#02091
SS Vestris (MacEdward Leach)

Proudly she sailed from New York City,
Bound to a land o'er the sea;
There on her decks stood wives and sweethearts,
Children with hearts gay and free.

Proudly she sped o'er the deep blue water,
No thoughts of care or of fear;
For there on her decks stood Captain Carey,
A seaman of many's a year.

Then came a storm that struck the Vestris,
Wild waves going mountains high;
And in her side a hole was pounded,
They all knew that death it was nigh.

Slowly she sank as her captain he waited,
Hoping his good ship to save;
When but too late he sent the message,
The Vestris was doomed to her grave.

Sad was the cries of men and women,
Mothers held their babes on high;
Brave men who fought to save their loved ones,
Lifeboats that sank in the night.

Great was the toll of Iife that was taken,
Husbands and wives torn apart;
Many's the home with loved one's missing,
Many's the sad breakin' heart.

There on her bridge stood her grey-haired captain,
Waiting for death to perform;
Well do we know that someone blundered,
We must forgive after all.

For we are adrift on life's briny ocean,
Where we are drifting apart;
Well do we know that someone blundered,
We must forgive after all.

####.... Author unknown. Variant of a traditional ballad ....####

Collected in 1951 from Joseph A (Joe) Sutton [1894-?] of St Shott's, NL, and incorrectly published as SS Vesteris in MacEdward Leach And The Songs Of Atlantic Canada © 2004 Memorial University of Newfoundland Folklore and Language Archive (MUNFLA).

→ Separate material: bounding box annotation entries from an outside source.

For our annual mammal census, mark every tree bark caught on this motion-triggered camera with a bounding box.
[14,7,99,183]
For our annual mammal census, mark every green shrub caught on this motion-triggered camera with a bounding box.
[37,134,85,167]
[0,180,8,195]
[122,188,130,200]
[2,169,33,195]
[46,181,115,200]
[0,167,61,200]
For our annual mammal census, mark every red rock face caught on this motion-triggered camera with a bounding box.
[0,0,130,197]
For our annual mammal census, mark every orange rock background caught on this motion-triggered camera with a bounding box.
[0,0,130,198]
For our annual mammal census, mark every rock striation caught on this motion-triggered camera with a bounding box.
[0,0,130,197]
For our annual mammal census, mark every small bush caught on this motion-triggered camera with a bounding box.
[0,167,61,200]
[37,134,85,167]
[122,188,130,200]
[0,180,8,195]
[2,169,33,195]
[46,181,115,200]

A variant was collected in 1949 from J Stillman Muise of Yarmouth, Yarmouth County, Nova Scotia, on a sound recording by Helen Creighton titled Sinking Of The Vestris (The Sailing Of The Vestris) archived at Nova Scotia Archives and Records Management, record number 1315, location number AR 5157, AC 2269, MF number 289.258.

From Blue Star On The Web:

The SS Vestris was a passenger and cargo liner built by Workman Clarke & Co Ltd of Belfast, Ireland, for the Lamport & Holt Line. She weighed 10,660 gross tons, had twin screw propulsion, a speed of 15 knots, and could carry 280 first class, 130 second class, and 200 third class passengers with a crew of 250. Launched on May 16, 1912, Vestris made her maiden voyage on September 19, 1912, and was chartered in 1922 to Royal Mail, sailing between New York and Buenos Aires.

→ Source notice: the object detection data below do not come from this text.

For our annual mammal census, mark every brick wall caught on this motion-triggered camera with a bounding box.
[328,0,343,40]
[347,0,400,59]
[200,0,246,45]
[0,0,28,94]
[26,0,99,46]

Vestris left New York November 10, 1928, with 129 passengers and 196 crew. The next day she ran into a severe storm and developed a starboard list, caused by a partially open coal port four feet above the water line according to testimony later given during the inquiry. The list worsened as first the cargo and then the coal bunkers shifted. An SOS was sent out on November 12, some 200 miles off Hampton Roads, Virginia, and the ship was abandoned. At 1400 hours she fell on her side and sank. Some 112 of the 325 onboard were lost.

Adverse press publicity and public outcry caused Lamport & Holt, already feeling the effects of the deepening depression, to withdraw from the New York service and lay up many of their vessels. It did, however, have its benefits for future seamen and passengers as it influenced life preserver development. It led to the convening of an International Convention for Safety of Life at Sea (SOLAS) in London in the following year. Rescuers who responded to the Vestris sinking testified that they found many bodies floating face down, even though they were wearing cork life vests. As a result, a US Navy Captain urged that kapok life jackets be required for the merchant marines, because they kept an unconscious individual's face and head above the water. This resulted in the first SOLAS, agreed in 1929, to win general acceptance by all seafaring nations of any importance.